The Company Comes First
Lessons from the Frontlines of Corporate Law
Here’s something few people outside the legal industry truly understand:
When you hire me as your company’s corporate lawyer, my client isn’t you. It’s the company. Even if you’re the founder, the CEO, or own 90% of the equity.
My duty — legally, ethically, and morally — is to the entity. Not the individual.
This might surprise you, but when someone asks a lawyer: “Is this confidential?” The answer might not always be “yes.” In classic lawyer speak - it depends. It depends on who, exactly, is the client.
This distinction matters more than most realize. And it has real-world consequences — consequences I’ve seen play out again and again over the course of my career.
I’ve had to tell powerful CEOs “no.”
Early in my career, I served as general counsel for a company. The CEO was also the majority owner. In practice, that meant he signed my paychecks and gave me my marching orders. But from a legal standpoint, I didn’t work for him. I worked for the company.
There were moments when he would ask me to draft agreements for his personal side projects, transactions that weren’t directly tied to the company’s core business.
On the surface, it seemed harmless. He even argued that proceeds from these deals might be invested back into the company.
But legally, ethically, it was a landmine.
Mixing personal transactions with corporate resources could have exposed the company — and its investors — to unnecessary liability. It blurred the corporate veil that protects businesses and founders alike, and it constantly made me question whether my work on the deal would put me at odds with my duty to safeguard the company’s future.
So I pushed back.
Because representing a company well sometimes means disappointing powerful individuals — even when it’s uncomfortable.
I’ve sacrificed personal gain to protect corporate integrity.
In another case, I held an equity stake in a company I represented. When that company faced bankruptcy, I had to make decisions that benefited the company’s creditors — not myself.
It would have been easy, even tempting, to find a way to prioritize my own payout.
But legal ethics doesn’t allow for that. My fiduciary duty — my required loyalty to the entity — demanded otherwise.
I had to operate at arm’s length, prioritizing fairness, transparency, and legal compliance over personal profit.
Was it frustrating?
Absolutely.
But it was the right thing to do.
And in law, doing the right thing isn’t optional.
Why this distinction matters for founders and leaders:
When you hire a corporate lawyer, you’re hiring someone to protect the entity — its mission, its structure, and its future. Often, this protection may align with your personal ambitions.
But, other times, they don’t.
And when they don’t, you want a lawyer who knows where their loyalty lies.
Because in moments of tension, clarity saves companies. Integrity preserves futures.

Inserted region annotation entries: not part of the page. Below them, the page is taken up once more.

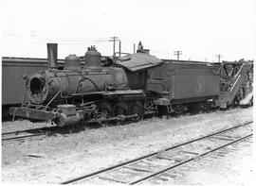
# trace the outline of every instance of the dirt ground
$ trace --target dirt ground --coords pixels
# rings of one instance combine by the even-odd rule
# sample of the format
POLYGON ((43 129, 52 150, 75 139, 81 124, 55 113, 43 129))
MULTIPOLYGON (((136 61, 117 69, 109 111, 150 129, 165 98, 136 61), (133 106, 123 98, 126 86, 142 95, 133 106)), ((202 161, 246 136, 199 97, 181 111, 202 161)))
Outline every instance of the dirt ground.
MULTIPOLYGON (((2 143, 2 180, 59 183, 118 162, 251 121, 253 108, 152 118, 76 133, 2 143)), ((49 124, 5 122, 2 131, 49 124)))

And founders who respect that line set themselves — and their businesses — up for long-term success.
If you’re a founder or CEO, here’s what you should expect from good corporate counsel:
● They will advise you in the best interests of the company, even when it’s not personally convenient.
● They will tell you “no” when needed, not just rubber-stamp your plans.
● They will separate your personal goals from the company’s legal needs — protecting both in the process.
If you’re hiring a lawyer, ask yourself:
● Are they clear about who their client is?
● Are they willing to protect the company’s integrity even if it means hard conversations?
● Will they prioritize stewardship over short-term appeasement?
See, the best founders don’t fear these boundaries. They welcome them. Because they know a company built on integrity is a company built to last.
Final Thought:
In a culture obsessed with personal brands, personal gain, and personal platforms, it’s easy to forget that organizations, communities, and our futures matter.
Corporate law, at its best, reminds us of a larger truth:
We are stewards, not owners. And stewardship demands sacrifice, discipline, and unwavering clarity about who — and what — we’re called to serve.
When you find a lawyer who understands that, you don’t just protect your business. You honor the people, the dreams, and the futures that business represents.
And that’s a foundation worth building on.